山脇由貴子【あの子が部屋から出てこないのはどうしてだろう?】

社会

ひきこもりとどう向き合うか

同じ家に暮らしながら、顔を合わせることのない親子がいる。

だれかとのつながりを拒絶するように、頑なに部屋の中に閉じこもる子がいる。

高校生に行かずもう長いこと部屋に閉じこもっている息子をなんとかしたいと思いながらどうしたらいいのか祐子は困り果てていた。夫の秀二は、息子のことは祐子に任せているようで、どこか無関心なように感じる。

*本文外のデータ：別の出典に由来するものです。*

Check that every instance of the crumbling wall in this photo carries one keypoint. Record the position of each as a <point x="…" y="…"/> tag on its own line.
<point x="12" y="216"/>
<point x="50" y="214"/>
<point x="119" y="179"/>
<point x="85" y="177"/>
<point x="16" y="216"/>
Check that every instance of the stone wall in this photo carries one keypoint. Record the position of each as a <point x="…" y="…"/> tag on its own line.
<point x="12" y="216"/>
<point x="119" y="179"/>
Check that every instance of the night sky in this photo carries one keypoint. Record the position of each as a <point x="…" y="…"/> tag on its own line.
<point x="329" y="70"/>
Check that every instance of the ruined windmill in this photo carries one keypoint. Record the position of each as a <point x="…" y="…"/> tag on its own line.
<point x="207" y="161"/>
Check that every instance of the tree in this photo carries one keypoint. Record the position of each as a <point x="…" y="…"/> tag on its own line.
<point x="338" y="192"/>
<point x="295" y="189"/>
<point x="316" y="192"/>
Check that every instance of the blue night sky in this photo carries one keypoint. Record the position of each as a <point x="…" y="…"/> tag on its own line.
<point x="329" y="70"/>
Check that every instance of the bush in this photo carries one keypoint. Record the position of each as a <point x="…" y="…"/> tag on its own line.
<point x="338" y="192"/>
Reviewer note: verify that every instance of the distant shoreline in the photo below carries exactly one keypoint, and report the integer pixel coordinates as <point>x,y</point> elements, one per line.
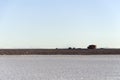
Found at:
<point>59,51</point>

祐子は、思い切ってカウンセリングに電話をかけた。誰かに話を聞いてもらいたかった。

母親、父親、カウンセラー、それぞれの立場からひきこもりと向き合います。

最後まで、この物語の中に息子は出てきません。引きこもりをしている息子が本当はどんな思いを抱えているのか、私たち読者は知ることがありません。それでも、カウンセラーの助言を受けて家族が少しづつあっりのままの息子を受け止めていきます。

この家族に笑顔が戻る日は来るのでしょうか…。

児童相談センターのカウンセラーとして勤務していた著者自身の経験を踏まえて描かれた物語です。「ひきこもり」をしている家族にどう接していいのか、わからず悩んでいるという方に、この本はヒントになるかもしれません。